Into the Depths

Qi Meeting Mar 21 2025

Adjacent meetings: Previous | Up | Next

Summary

We continued investigating last week's performance puzzle and found few answers and more questions.

Background

Last week, we discovered that using call-with-values in the Qi compiler vs using it in a standalone script produced subtly different "linkets" when compiled, but that they eventually converged at the CP0 stage of compilation (a later stage). This suggested that, in principle, the results seen in standalone benchmarks should also be seen in Qi. Specifically, we should expect to see the performance improvement over using compose. We did not see this, and instead, the crude benchmark we were using for the purpose appeared to show worse performance.

Picking Up the Scent

First, we summarized the factors affecting performance of composing using Qi's ~>:

Qi supports variadic runtime arguments and not a fixed number.

A fixed number would perform better, at the cost of flexibility.

The composition of functions done by ~> is evaluated each time before being applied.

Instead, if we could evaluate the composed flow just once and then apply it many times, that would also improve the benchmark result.

But ultimately, we agreed that these concerns are orthogonal to the issue we observed last time, where both of these factors are controlled, kept constant between the standalone and the Qi implementation, and yet, the observed performance is different in the two cases.

So what exactly is going on there?

Establishing the Facts

We could continue benchmarking two totally different implementations by modifying the code and re-running our crude benchmark each time, but that would take forever and give us the same dubious results we've been working with. We needed reliable data now. So Dominik had the brilliant idea to use our super secret internal "API" for overriding the compiler, the compiler registry, for this purpose.

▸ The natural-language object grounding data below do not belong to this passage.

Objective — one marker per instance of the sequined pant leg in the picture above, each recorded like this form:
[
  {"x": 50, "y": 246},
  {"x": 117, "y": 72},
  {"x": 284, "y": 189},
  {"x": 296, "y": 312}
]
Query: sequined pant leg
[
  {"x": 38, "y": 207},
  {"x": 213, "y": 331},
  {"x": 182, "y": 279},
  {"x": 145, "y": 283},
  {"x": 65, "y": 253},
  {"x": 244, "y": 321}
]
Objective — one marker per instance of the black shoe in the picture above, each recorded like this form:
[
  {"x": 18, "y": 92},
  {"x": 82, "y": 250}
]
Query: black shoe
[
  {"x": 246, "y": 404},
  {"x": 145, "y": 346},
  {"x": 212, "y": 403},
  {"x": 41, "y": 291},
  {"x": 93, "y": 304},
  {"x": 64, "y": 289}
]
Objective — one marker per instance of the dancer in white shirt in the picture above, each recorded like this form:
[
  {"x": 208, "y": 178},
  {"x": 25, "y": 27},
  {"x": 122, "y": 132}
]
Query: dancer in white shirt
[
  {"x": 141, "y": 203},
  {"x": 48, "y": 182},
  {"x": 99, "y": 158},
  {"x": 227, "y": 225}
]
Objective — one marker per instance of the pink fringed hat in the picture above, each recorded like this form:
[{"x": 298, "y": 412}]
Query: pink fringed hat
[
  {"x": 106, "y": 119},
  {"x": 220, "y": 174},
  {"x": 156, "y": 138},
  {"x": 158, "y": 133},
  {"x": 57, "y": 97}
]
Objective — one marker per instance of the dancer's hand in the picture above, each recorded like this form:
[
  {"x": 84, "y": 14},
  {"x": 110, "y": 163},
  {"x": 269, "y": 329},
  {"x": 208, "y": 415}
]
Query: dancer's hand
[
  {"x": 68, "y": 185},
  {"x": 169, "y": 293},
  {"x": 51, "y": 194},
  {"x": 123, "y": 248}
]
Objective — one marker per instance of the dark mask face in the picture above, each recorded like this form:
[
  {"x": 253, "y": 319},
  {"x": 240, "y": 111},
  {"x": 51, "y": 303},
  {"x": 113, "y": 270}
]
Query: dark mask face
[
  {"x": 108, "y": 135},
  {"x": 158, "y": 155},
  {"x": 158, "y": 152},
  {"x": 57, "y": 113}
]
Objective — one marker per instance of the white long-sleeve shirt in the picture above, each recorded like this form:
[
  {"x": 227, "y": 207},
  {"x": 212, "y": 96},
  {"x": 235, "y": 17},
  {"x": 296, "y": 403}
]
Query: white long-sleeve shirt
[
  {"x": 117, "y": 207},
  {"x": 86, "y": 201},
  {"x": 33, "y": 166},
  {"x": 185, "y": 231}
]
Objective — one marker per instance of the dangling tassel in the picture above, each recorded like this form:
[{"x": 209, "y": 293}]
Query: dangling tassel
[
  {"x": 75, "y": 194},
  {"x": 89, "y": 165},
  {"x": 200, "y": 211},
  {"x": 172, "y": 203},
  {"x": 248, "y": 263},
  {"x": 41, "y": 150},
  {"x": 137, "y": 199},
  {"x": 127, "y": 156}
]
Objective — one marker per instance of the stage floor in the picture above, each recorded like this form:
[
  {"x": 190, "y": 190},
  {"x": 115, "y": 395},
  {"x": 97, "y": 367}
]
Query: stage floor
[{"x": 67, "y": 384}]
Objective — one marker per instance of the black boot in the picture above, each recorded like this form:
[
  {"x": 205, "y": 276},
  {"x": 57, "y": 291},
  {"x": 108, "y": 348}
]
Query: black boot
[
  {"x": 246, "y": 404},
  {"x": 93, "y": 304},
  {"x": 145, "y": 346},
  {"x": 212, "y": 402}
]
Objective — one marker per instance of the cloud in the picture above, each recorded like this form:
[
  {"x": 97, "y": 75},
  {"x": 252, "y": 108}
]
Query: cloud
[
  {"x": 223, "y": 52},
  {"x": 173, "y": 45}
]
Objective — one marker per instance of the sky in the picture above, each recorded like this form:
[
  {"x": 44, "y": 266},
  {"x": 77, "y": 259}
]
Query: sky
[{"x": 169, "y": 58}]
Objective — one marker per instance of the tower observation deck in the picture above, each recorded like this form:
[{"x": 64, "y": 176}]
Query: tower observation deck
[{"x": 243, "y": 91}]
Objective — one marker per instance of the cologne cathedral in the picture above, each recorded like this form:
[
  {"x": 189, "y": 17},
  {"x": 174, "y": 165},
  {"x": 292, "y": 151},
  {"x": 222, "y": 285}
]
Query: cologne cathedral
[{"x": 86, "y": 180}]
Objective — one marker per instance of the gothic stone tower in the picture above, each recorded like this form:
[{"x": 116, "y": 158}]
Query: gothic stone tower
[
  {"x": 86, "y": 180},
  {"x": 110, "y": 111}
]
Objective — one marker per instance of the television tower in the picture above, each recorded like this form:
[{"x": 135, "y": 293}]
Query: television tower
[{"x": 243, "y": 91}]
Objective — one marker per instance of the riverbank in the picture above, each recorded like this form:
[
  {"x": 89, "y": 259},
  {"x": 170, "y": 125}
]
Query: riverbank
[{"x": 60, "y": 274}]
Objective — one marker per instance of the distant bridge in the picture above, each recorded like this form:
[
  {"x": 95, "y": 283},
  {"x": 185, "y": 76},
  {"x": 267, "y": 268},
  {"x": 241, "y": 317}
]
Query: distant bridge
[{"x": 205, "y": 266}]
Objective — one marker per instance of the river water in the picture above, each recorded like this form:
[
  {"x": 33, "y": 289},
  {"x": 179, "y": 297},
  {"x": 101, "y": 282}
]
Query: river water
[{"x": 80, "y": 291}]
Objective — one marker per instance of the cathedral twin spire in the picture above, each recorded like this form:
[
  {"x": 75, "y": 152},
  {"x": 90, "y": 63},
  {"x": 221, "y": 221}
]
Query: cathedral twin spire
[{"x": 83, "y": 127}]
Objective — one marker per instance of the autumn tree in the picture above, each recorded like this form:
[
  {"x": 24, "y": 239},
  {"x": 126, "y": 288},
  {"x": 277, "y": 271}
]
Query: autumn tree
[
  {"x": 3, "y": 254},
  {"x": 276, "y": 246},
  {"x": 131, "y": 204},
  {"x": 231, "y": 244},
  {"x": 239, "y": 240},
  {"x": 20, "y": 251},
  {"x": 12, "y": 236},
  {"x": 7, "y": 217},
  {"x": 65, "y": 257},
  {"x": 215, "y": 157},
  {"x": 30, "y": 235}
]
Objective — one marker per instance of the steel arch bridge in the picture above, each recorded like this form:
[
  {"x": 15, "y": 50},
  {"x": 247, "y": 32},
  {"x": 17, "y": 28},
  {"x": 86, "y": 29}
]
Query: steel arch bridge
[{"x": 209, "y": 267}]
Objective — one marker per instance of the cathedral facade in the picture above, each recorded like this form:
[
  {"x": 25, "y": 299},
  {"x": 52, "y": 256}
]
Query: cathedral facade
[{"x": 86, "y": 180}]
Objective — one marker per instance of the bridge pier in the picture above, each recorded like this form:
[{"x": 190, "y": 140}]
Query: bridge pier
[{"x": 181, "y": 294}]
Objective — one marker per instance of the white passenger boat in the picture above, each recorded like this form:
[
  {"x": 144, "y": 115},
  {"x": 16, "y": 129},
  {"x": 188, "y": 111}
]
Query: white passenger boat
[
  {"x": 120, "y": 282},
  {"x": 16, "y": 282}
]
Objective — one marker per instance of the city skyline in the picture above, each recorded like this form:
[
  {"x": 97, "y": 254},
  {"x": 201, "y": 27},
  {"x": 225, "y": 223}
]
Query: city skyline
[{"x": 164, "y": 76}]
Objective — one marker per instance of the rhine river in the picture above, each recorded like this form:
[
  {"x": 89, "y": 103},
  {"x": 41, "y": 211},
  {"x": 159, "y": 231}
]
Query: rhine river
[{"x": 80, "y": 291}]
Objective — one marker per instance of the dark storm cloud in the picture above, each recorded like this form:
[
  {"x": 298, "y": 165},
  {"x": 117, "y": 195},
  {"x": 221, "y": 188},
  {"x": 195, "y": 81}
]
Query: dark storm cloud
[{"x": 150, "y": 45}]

The compiler registry is a simple compile-time list of Qi's compiler passes, where each member is an instance of a data type that represents a compiler pass. Each pass has an associated macro that fulfills the code transformation, along with a priority — a simple number — which determines its position in the order of compiler passes. This registry is mutable, which means that we can change the order of compiler passes, or insert new passes, at the user level, without touching the compiler code, simply by using (define-and-register-compiler-pass my-pass-name my-priority rewrite-rules ...)!

The same flexibility that makes it risky to expose externally (which is why it's "secret") is the very thing that makes it a powerful tool for Qi developers, as it can greatly simplify working with the compiler. Which is exactly what we needed to do right now.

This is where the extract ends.